This report finds that £1.2 billion could be saved by bringing the railways into public ownership - which equates to an 18% fare cut across the board.
Today rail fares go up again by 3.4%! Passengers are squeezed by ridiculous prices while shareholders make a profit. It's not fair.
Our privatised railway is fragmented and inefficient, and 76% of us believe it should be run in public ownership. This latest fare hike is the final straw.
We need to bring the railway into public ownership.
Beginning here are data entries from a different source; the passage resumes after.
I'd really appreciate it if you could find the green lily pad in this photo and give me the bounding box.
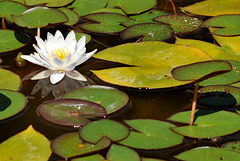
[37,99,107,127]
[181,0,240,16]
[175,146,240,161]
[62,85,129,114]
[107,0,157,14]
[0,30,30,53]
[79,119,129,144]
[71,154,105,161]
[0,126,52,161]
[25,0,74,7]
[118,119,183,150]
[203,15,240,36]
[51,132,111,159]
[0,89,27,120]
[199,85,240,106]
[121,23,174,41]
[69,0,108,16]
[58,7,80,26]
[80,12,129,34]
[107,144,141,161]
[172,60,232,82]
[0,1,27,22]
[153,15,202,34]
[122,10,168,26]
[0,68,21,91]
[221,141,240,152]
[168,110,240,138]
[11,7,68,28]
[92,41,211,88]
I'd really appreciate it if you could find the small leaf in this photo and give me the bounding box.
[62,85,129,114]
[121,23,174,41]
[119,119,183,150]
[51,132,111,159]
[0,89,27,120]
[168,110,240,138]
[37,99,107,126]
[175,146,240,161]
[203,14,240,36]
[11,7,68,28]
[0,126,52,161]
[79,119,129,144]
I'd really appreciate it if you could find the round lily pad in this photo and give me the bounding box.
[79,119,129,144]
[0,30,30,53]
[118,119,183,150]
[168,110,240,138]
[62,85,129,114]
[37,99,107,126]
[121,23,174,41]
[0,89,27,120]
[51,132,111,159]
[0,68,21,91]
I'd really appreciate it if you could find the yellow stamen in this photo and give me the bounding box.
[54,48,69,60]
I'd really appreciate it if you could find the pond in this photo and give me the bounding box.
[0,0,240,161]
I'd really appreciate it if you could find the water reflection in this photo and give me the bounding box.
[22,69,95,99]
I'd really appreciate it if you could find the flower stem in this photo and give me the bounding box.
[169,0,177,15]
[2,17,6,30]
[37,27,40,37]
[189,82,199,126]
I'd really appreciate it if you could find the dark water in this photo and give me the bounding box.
[0,0,231,160]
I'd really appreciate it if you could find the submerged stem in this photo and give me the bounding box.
[189,82,199,126]
[169,0,177,15]
[2,17,6,30]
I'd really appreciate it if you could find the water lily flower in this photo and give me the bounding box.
[21,30,97,84]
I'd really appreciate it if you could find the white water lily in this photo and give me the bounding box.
[21,31,97,84]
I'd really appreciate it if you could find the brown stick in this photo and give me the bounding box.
[169,0,177,15]
[2,17,6,30]
[189,82,199,126]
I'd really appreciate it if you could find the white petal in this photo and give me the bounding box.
[76,49,97,66]
[50,71,65,84]
[31,69,52,80]
[66,70,87,81]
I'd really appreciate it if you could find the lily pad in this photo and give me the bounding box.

Here's our 5 step plan for doing just that.
1) Scrap Clause 25 of the 1993 Railways Act
Legislation currently bans any UK government bodies from running rail franchises, except as ‘operator of last resort’. This needs to be changed so that public bodies are allowed to take over rail franchises when they expire.
2) Reinstate Directly Operated Railways (DOR)
Directly Operated Railways (DOR) was the public body which ran the East Coast line as 'operator of last resort' between 2009 and 2015 when the private company failed. Under public ownership, East Coast was the most efficient franchise in the UK. Despite this, in 2015 the government disbanded DOR and outsourced its functions to a partnership of private companies including Ernst+Young. It needs to be reinstated as a public operator.
3) Bring rail franchises in house as they expire
Once the legal and practical sides have been dealt with, the public sector will be able to take over contracts as franchises come to their natural end. This approach will take longer than buying back rail franchises immediately but it won’t cost the government a penny.
4) Buy trains directly from manufacturers
At the moment rail companies spend 11% of their income from passengers on leasing trains from a small group of rolling stock companies (ROSCOs). If trains were bought straight from the manufacturers, cutting out the profit-hungry middle men, we’d save about £200 million a year.
5) Create an integrated, publicly owned national rail network
Once all the franchises and trains have been integrated into one railway network, we will save around £1.2 billion a year. This money could be reinvested into better services or cutting fares by 18%.